When the hunters realized they would not be able to make her scream, they secured the chains holding her to the boulder and unceremoniously pushed her into the lake. Even then, as death drew nearer, she did not stop praying. Did not stop remembering.
She thought of the haunted look in His eyes, the blood on His hands. The way He had stood, back so straight, when they tortured and scarred Him.
And then she thought of His future, which unfurled in her mind like a map. She saw a desert camp. Robes glittering with stars. A band of killers. Him, shifting through the flames like smoke, approaching a crying girl with a compass in her hands.
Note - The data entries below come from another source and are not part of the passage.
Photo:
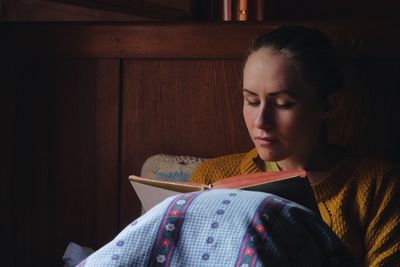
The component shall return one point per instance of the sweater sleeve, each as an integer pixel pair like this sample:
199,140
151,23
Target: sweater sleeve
382,237
212,170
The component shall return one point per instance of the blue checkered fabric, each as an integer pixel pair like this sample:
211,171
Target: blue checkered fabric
224,228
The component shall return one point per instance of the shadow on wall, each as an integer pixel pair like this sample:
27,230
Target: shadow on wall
369,119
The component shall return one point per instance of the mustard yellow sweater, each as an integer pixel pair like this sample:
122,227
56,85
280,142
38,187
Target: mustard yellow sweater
360,201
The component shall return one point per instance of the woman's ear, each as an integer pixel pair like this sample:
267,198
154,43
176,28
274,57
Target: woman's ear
331,105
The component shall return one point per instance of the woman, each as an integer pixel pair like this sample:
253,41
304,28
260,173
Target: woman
290,83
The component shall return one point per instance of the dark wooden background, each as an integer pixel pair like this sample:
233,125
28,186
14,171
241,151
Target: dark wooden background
84,104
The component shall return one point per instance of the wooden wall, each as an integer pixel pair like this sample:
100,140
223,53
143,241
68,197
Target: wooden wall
86,104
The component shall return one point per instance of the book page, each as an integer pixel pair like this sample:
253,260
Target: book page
150,195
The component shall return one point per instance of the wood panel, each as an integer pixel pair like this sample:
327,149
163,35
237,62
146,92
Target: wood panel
61,183
377,39
84,187
181,107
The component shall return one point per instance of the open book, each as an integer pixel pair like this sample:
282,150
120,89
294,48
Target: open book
292,185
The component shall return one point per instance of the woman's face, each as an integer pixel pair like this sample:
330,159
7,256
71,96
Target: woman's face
280,109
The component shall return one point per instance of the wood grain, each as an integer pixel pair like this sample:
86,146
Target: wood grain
180,107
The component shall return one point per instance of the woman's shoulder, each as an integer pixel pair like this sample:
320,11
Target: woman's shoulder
373,171
218,168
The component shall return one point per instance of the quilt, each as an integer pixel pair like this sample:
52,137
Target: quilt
224,228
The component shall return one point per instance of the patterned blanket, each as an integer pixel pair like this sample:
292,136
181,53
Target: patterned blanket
224,228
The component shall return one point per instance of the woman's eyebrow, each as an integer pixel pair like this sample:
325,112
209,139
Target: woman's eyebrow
248,91
284,92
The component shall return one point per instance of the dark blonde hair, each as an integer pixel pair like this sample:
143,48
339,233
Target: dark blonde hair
312,51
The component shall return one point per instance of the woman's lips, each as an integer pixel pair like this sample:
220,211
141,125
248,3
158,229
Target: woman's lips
265,140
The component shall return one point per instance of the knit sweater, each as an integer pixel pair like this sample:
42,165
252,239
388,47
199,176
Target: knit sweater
360,201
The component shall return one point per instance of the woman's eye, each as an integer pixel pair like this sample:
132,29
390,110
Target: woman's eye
283,103
252,102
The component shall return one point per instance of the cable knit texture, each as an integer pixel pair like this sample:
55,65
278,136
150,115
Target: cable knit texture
360,201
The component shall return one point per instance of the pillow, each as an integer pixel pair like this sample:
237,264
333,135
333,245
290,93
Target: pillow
170,167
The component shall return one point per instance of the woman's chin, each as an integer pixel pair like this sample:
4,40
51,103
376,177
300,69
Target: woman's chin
269,155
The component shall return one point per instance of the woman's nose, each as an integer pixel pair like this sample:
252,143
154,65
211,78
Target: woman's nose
264,117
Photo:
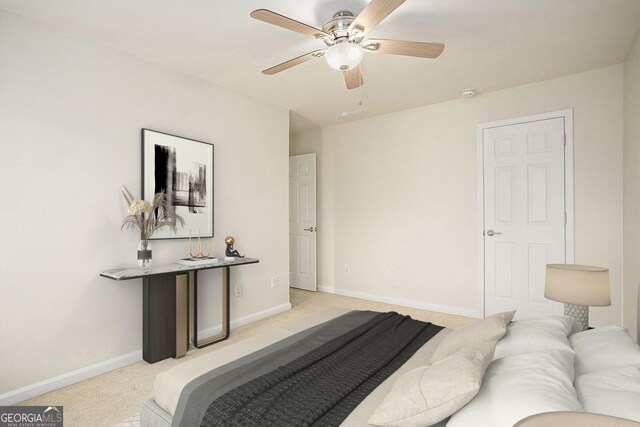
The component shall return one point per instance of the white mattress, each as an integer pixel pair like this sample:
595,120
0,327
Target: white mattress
169,384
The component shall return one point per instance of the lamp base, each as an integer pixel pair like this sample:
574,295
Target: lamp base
580,313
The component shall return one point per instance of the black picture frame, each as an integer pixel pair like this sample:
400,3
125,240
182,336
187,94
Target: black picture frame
183,168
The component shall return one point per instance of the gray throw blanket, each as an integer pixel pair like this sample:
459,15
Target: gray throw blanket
323,386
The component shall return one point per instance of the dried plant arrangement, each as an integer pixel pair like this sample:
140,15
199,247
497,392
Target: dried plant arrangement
149,216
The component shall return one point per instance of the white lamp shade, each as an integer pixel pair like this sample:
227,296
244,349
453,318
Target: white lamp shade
344,56
578,284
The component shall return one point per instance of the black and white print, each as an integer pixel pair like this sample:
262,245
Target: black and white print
183,169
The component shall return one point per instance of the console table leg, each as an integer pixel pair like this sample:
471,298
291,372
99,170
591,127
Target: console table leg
224,334
158,317
182,283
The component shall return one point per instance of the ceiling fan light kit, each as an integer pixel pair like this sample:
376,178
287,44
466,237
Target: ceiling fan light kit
344,36
344,56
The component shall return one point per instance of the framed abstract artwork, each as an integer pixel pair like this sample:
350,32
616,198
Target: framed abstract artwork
183,169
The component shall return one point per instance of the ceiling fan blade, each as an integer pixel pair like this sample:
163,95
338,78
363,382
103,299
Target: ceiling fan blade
374,13
273,18
353,78
402,47
293,62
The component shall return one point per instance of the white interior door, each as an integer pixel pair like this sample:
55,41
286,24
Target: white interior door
302,222
524,214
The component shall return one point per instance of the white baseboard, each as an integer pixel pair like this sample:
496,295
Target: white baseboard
42,387
215,330
55,383
402,302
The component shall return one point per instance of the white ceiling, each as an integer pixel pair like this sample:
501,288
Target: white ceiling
490,44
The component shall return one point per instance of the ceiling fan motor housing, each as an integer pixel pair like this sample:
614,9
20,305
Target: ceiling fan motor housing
338,27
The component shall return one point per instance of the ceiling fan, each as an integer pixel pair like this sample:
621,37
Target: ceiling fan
344,36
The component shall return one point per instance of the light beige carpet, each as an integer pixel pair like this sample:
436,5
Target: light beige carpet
116,397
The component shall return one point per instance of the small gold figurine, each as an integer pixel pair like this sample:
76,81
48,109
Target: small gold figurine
229,241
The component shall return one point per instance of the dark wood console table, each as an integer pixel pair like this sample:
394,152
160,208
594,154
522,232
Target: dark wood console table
169,306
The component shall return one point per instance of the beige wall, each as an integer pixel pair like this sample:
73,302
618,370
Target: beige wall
70,118
398,193
632,188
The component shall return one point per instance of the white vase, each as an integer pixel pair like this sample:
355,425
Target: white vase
144,253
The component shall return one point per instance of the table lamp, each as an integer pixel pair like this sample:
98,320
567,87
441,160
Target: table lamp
578,287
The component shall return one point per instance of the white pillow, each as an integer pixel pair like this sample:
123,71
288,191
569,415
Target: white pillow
539,334
516,387
603,348
490,328
429,394
613,392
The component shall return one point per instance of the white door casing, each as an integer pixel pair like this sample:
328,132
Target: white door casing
302,222
527,211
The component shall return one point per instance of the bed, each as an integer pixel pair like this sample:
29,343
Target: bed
493,372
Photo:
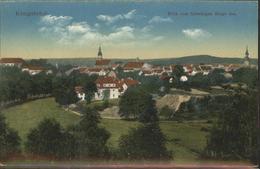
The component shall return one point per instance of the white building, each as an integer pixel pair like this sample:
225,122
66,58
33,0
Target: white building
12,62
112,88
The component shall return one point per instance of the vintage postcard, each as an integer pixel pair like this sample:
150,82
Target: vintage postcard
129,84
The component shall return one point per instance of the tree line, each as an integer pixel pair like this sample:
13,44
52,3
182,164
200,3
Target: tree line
88,140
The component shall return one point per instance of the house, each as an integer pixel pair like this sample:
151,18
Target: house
128,82
102,63
33,70
98,71
184,79
133,66
80,92
112,88
107,88
94,70
232,67
188,68
206,69
12,62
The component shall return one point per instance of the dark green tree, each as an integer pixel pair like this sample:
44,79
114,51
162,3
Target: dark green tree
91,138
63,90
145,142
137,104
246,75
51,140
9,140
234,135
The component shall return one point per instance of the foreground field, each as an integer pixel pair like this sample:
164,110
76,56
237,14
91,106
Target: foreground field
186,139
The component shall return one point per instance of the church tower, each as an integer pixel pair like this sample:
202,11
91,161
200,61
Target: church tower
246,59
100,55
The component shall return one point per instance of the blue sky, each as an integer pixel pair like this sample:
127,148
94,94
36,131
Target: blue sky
128,29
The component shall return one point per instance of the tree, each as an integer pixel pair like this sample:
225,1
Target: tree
247,76
234,135
9,140
145,142
51,140
90,89
63,90
166,112
137,104
91,138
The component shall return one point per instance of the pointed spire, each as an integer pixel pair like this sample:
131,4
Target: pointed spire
100,55
247,53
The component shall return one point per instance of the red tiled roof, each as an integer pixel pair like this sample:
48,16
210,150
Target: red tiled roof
107,80
78,89
158,71
32,67
12,60
130,82
94,69
102,62
147,71
132,65
83,69
117,83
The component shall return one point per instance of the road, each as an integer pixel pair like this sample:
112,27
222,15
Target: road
127,166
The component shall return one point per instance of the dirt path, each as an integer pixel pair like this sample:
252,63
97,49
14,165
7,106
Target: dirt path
132,166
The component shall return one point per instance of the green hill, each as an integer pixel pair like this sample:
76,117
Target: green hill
186,139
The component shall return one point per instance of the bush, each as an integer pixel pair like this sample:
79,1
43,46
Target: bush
145,142
49,139
90,137
166,112
9,140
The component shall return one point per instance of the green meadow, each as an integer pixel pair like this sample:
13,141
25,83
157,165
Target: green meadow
185,140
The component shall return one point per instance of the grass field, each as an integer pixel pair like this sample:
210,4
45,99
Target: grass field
185,139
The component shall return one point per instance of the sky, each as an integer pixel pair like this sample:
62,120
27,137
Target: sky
128,29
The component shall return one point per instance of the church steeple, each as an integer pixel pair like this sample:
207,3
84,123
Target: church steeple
246,59
100,55
246,53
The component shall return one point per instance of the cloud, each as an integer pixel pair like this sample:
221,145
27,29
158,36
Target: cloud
111,19
196,33
66,31
158,19
60,20
158,38
80,27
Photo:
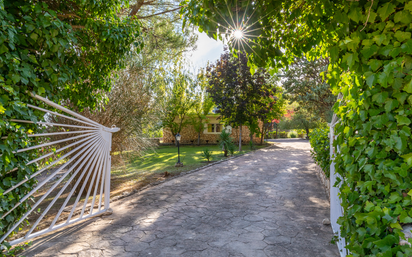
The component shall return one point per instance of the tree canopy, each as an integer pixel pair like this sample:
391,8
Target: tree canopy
304,84
240,96
369,44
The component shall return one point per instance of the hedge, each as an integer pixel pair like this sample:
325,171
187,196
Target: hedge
319,141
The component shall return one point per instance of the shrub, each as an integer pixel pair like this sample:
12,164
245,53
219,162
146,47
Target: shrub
225,142
231,149
207,154
283,134
319,142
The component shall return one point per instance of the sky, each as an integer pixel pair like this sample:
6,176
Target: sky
207,49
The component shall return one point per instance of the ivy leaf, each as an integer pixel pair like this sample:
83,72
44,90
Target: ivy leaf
402,36
379,39
408,87
385,243
390,104
386,10
402,120
370,78
403,16
404,218
368,51
375,64
355,14
34,36
407,46
408,159
350,58
369,206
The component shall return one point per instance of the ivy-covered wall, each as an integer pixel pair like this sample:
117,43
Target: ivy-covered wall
372,68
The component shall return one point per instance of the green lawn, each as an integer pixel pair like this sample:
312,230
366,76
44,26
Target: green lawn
137,171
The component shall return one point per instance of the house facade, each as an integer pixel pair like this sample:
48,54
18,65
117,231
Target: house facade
210,134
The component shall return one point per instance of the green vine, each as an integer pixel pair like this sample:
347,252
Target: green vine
64,57
319,141
369,45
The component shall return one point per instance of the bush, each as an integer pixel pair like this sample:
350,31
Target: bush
319,141
225,142
283,134
231,149
207,154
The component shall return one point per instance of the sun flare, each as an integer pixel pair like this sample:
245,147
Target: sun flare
238,34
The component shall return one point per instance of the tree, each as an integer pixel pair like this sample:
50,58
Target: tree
275,113
305,85
237,93
369,46
179,99
225,142
202,106
301,119
65,51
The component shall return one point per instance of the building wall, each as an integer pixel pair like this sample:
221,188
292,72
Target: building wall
188,134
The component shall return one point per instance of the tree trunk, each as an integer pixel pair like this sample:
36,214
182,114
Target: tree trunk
251,141
240,137
262,136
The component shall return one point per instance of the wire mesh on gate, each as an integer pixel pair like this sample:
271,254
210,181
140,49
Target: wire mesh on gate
72,186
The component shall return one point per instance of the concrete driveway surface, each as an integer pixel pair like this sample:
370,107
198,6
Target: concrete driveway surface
266,203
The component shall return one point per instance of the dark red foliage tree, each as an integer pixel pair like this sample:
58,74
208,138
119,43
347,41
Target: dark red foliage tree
240,96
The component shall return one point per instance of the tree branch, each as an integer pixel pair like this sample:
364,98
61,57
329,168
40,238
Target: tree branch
167,11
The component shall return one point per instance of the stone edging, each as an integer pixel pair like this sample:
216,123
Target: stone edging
324,180
126,194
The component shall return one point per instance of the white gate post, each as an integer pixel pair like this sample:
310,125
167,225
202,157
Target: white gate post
336,210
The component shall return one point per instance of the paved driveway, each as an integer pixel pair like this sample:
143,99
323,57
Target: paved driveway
266,203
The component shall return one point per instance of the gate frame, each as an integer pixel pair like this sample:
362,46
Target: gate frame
336,209
99,138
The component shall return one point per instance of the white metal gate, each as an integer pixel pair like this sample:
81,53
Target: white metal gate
85,155
336,209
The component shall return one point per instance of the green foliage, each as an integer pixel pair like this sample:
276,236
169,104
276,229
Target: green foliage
231,148
251,145
62,57
283,134
202,106
179,98
319,141
300,120
206,154
240,96
304,84
226,142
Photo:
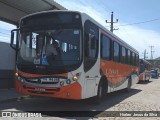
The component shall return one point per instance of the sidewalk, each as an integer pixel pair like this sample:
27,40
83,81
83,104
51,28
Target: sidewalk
9,95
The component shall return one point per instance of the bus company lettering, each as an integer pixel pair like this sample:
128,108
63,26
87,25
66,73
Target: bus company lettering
112,71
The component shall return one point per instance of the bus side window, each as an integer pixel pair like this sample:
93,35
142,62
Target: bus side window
105,48
123,55
129,57
91,35
116,52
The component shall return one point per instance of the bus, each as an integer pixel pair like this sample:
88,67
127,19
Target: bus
90,60
145,70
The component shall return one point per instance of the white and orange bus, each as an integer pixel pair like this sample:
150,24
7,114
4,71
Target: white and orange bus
87,60
145,70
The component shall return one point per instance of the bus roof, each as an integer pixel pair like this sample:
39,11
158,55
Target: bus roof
145,61
110,33
91,19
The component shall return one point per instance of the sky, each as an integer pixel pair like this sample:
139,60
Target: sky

And she knew, suddenly, that the compass was hers—was her. She felt the weight of it in her pocket and thought, If I cannot guide Him through the desert hand in hand, then I will use this arrow to point him toward His fate. She held the shape of Him in her mind as the last of the air left her lungs. And then…
Loulie opened her eyes with a gasp. The world before her was tilted on an axis. She shifted her suddenly heavy head and realized she was lying on the ground, clutching the compass. Every time she breathed, she heard the echo of her heartbeat in the wooden instrument.
No, not her heartbeat. The relic—it was a living thing.
Not just a compass, but a soul. A life.
Her mind drifted, and for a few moments she was back beneath the water, unable to breathe, dying. She released the compass. The vision collapsed, plunging her back into a reality where Ahmed bin Walid loomed above her with a dagger, eyes shining with hatred. His scarf hung askew on his neck, revealing the gleam of a golden collar at his throat. “Now you know how it feels for my kind to die,” he said. “But it is not enough to redeem you.”
Loulie squinted against the blurriness of her surroundings. She saw the other hunters sprawled nearby, looking just as bleary-eyed.
“How many jinn have you killed? All so you could steal our magic and paint your world with our blood?”
None, she thought. I have killed no jinn. But her lips refused to form the words.